Campagne pour les élections législatives en Tunisie: Des partis politiques mettent en garde contre le recours à l'argent sale

Publié par DK News le 17-10-2014, 17h13 | 32

Des partis politiques tunisiens ont mis en garde contre l'argent sale qui, selon eux, pèse sur la campagne pour les législatives prévues le 26 octobre en Tunisie à défaut de programmes correspondants aux attentes des électeurs.

Selon des médias, plusieurs partis politiques tunisiens se sont élevés contre le recours de certaines parties prenantes aux prochaines élections législatives à l'argent sale pour l'achat des consciences et des voix des électeurs.

Des partis, du courant laïc notamment, ont mis en garde contre ce comportement contraire aux règles du jeu électoral intègre. Le scrutin qui obéit à une telle pratique ne reflètera pas la volonté des électeurs tunisiens, ont-ils soutenu.

Le parti CPR (Congrès pour la République) s'est dit, dans un communiqué, préoccupé par le recours de certaines courants politiques à l'argent sale afin d'influer le cours du processus électoral en mettant à profit la situation précaire de larges pans de la société tunisienne.

Pour d'autres formations, l'exploitation de la pauvreté des gens pour l'achat de leurs voix est d'autant plus  répréhensible que le parlement et le gouvernement nés d'une telle pratique ne représentent pas la volonté populaire.

Le secrétaire général de l'Union pour la Tunisie, Samir Taieb a mis en garde contre un comportement étrange aux moeurs politiques et préjudiciable à la transition démocratique en Tunisie. Même les citoyens ont réagi à cette réalité.

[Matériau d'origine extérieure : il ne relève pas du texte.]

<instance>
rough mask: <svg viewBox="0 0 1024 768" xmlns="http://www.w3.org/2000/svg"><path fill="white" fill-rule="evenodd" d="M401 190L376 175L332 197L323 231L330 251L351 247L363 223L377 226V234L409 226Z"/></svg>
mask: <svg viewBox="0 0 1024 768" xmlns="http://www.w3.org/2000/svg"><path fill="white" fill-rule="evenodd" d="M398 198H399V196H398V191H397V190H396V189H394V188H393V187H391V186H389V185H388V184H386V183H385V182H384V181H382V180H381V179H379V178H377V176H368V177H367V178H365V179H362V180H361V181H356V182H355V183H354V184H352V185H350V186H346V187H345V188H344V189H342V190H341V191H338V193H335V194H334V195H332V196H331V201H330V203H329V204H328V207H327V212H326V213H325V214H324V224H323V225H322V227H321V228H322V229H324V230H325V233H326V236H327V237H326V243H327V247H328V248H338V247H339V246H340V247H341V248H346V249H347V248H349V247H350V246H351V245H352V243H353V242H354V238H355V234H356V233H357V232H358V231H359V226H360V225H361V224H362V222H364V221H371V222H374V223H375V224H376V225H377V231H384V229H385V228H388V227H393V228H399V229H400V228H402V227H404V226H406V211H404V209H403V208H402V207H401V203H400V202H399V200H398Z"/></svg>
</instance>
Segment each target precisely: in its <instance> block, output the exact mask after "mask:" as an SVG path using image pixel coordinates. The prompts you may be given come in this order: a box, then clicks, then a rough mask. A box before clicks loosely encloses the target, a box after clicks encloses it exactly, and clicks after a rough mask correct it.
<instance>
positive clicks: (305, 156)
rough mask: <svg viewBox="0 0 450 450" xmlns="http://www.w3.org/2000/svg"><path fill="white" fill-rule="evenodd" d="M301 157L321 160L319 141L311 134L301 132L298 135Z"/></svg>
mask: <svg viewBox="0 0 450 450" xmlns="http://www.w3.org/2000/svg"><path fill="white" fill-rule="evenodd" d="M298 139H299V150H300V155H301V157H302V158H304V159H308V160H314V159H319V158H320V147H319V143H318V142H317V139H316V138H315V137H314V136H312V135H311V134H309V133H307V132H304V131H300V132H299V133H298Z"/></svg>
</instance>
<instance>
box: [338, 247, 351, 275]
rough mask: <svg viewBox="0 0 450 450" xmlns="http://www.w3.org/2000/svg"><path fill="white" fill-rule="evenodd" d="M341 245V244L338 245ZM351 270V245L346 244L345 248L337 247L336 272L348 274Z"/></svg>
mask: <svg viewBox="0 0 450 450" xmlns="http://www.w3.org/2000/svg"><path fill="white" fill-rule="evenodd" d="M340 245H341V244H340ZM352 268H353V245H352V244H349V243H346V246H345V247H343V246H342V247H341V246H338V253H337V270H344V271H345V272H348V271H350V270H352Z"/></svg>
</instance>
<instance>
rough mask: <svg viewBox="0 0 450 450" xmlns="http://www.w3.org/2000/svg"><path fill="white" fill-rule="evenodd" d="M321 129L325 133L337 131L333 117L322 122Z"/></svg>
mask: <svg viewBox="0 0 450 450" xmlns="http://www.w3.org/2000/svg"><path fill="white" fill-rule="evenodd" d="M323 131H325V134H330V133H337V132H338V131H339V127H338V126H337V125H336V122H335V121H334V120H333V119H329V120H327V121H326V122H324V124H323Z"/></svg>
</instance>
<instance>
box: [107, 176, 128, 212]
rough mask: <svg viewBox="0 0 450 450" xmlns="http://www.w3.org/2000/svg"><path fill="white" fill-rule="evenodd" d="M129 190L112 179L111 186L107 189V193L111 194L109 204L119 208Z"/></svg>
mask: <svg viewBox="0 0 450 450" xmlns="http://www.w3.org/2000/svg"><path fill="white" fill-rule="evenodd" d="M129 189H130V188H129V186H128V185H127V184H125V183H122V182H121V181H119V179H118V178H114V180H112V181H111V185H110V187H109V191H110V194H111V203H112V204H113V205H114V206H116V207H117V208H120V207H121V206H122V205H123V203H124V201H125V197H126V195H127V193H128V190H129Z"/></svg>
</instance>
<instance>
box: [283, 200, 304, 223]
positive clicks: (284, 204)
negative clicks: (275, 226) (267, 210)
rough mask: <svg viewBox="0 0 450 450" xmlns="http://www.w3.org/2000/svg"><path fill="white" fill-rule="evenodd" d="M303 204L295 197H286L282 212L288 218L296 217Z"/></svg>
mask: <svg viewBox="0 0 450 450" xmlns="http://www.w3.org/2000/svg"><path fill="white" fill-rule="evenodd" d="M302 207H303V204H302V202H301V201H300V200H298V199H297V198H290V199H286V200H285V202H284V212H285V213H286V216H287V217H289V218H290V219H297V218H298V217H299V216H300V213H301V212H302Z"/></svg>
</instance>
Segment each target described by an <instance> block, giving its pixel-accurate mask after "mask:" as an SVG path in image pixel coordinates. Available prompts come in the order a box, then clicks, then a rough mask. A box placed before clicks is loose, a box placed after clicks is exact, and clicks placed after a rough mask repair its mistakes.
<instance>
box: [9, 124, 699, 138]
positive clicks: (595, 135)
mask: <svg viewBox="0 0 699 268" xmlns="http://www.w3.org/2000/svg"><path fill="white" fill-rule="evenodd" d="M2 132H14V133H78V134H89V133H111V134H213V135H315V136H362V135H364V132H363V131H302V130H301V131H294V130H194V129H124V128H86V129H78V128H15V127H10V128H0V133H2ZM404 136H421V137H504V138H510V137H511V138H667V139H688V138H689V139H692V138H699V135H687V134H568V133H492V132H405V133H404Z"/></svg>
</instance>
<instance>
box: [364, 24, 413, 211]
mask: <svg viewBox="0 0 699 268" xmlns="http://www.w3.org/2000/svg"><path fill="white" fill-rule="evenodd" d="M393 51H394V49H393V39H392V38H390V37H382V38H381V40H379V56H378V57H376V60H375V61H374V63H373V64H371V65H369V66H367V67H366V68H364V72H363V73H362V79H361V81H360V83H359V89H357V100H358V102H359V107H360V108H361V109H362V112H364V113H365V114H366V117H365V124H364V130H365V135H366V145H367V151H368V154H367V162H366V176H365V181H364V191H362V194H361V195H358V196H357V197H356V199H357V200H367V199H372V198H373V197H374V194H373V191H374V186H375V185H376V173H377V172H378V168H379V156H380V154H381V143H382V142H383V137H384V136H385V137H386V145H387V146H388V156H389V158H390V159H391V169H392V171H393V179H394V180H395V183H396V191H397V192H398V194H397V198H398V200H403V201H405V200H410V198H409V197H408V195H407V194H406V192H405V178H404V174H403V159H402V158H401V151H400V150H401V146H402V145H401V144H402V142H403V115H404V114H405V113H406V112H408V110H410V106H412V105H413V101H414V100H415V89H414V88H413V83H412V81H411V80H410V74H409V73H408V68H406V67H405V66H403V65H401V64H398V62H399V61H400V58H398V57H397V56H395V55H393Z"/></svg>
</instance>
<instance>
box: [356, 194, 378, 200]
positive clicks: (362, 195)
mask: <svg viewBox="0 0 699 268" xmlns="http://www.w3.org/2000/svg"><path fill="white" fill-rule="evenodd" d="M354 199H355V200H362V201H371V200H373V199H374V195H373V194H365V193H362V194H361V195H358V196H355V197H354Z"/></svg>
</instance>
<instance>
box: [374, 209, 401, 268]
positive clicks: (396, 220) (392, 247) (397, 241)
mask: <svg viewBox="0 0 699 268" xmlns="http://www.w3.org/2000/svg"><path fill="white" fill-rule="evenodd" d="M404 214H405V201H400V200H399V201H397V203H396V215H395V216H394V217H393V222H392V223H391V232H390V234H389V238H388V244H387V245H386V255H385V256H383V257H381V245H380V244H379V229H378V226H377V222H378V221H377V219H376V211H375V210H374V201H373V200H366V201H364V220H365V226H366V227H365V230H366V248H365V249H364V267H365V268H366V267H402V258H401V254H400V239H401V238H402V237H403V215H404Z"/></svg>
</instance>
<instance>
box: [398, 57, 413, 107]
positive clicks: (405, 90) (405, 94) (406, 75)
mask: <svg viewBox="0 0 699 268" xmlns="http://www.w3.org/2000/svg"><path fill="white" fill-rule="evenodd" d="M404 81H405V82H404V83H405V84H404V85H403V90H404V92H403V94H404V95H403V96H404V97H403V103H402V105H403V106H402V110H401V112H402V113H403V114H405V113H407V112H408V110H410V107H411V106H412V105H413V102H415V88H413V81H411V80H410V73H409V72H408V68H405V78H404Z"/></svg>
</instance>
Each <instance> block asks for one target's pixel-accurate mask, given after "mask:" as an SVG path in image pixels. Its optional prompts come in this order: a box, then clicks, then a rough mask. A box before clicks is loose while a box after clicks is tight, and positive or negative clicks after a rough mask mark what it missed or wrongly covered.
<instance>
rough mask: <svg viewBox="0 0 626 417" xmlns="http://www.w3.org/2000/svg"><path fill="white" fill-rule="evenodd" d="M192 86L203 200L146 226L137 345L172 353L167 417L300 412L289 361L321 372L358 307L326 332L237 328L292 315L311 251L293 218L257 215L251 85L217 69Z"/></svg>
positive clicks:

A Kebili, dans le sud tunisien,se sont indignés contre le recours à l'argent pour l'achat des voix de certains électeurs de la régions, notamment les plus démunis d'entre aux.

Les membres de l'observatoire national de surveillance des élections, (indépendant) ont estimé par la voix de la coordonnatrice de l'instance, Balkis Mechri, que le recours à l'argent illicite par plusieurs listes candidates risquait de compromettre le processus électoral.

Le recours à l'argent sale lors de la campagne électorale traduit l'échec des partis politiques à présenter des programmes correspondant aux attentes des citoyens, notent par ailleurs des observateurs D'autres y voient un procédé visant à influer sur l'action de l'institution législative notamment pour ce qui est de la promulgation de textes régissant la vie sociale.

Pour les hommes d'affaires, le parlement constitue l'espace idéal pour conclure des transactions et se rapprocher des sphère de la décision.

Il facilite également l'accès à l'immunité pour la couverture de plusieurs activités douteuse, estiment encore des analystes. Le président provisoire tunisien avait affirmé a l'issue du dépôt de son dossier de candidature à la présidentielle que l'argent sale menaçait, plus que le terrorisme, l'expérience démocratique en Tunisie appelant les Tunisiens à se dresser contre cette pratique qui entache la vie politique.

La campagne électorale pour les élections législatives a débuté le 04 octobre avec la participation de 1327 listes électorales briguant 217 sièges au parlement.